Almost 22 years after the first U.S.-listed exchange-traded fund was launched, total assets in U.S.-listed ETFs are on the verge of reaching $2 trillion in assets. To put that asset number in perspective, hedge funds now manage about $3 trillion, and open-end mutual funds have a total of about $13 trillion in assets, according to various industry sources. Assets continue to pour into ETFs at record levels.

‘Beta’ Not A Bad Word

To put into perspective what “A Random Walk Down Wall Street” helped create, today there are about 40 percent of institutional assets being indexed, and about 15 percent of individual assets are. Both those percentages were barely above zero at the time Malkiel’s book was first published.

Those percentages are growing every year as investors get wise to the cheaper costs of indexing relative to active management, and as they grasp the probabilistic realities of investing.


Indeed, roughly two-thirds of active managers underperform their indexes every year, as Malkiel and other pioneers of indexing argued early on. Worse yet, a successful manager’s capacity to sustain a streak of outperformance is lower than those odds, suggesting that success in active management conforms to some of the simple mathematics of chance.

The SPIVA data series—the twice-yearly Standard & Poor’s Index Versus Active report—tells that tale reliably, and we recount it here at each time it’s published.

Beta, The New Alpha

To be sure, the world of index investing Malkiel helped create is shifting. While more than 99 percent of all ETF assets are invested in index funds, ETFs are increasingly being used for alpha generation, or the indexed version of alpha.

“Enhanced beta” funds that systematically tilt portfolios for greater exposure to various factors that affect returns, such size, value, momentum or quality have become all the rage in the contemporary ETF market. Interpreting what constitutes a “smart beta” ETF as liberally as possible means such ETFs now make up $380 billion, or a fifth, of total U.S.-listed ETF assets.

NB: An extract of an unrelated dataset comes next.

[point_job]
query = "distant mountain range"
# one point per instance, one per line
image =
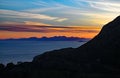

And even though these strategies are bona-fide rules-based indexes, they are poaching market share from the true active managers plying their trades. Worse yet for active managers, pure-beta, capitalization-weighted index ETFs are increasingly being arranged in alpha-seeking constellations.

Even Vanguard, the pioneer of such pure-beta index funds, talked about creating alpha-seeking investment strategies using its ETFs in a webinar on Of course, Vanguard is hardly alone in using index ETFs to deliver outperformance.

More than $100 billion of ETF assets are now managed by so-called ETF strategists. That’s 5 percent of the ETF market.

The new edition is likely to appear by the end of the year, and, again, will contain, among other ETF features, a  section with addresses and contact information for ETF sponsors.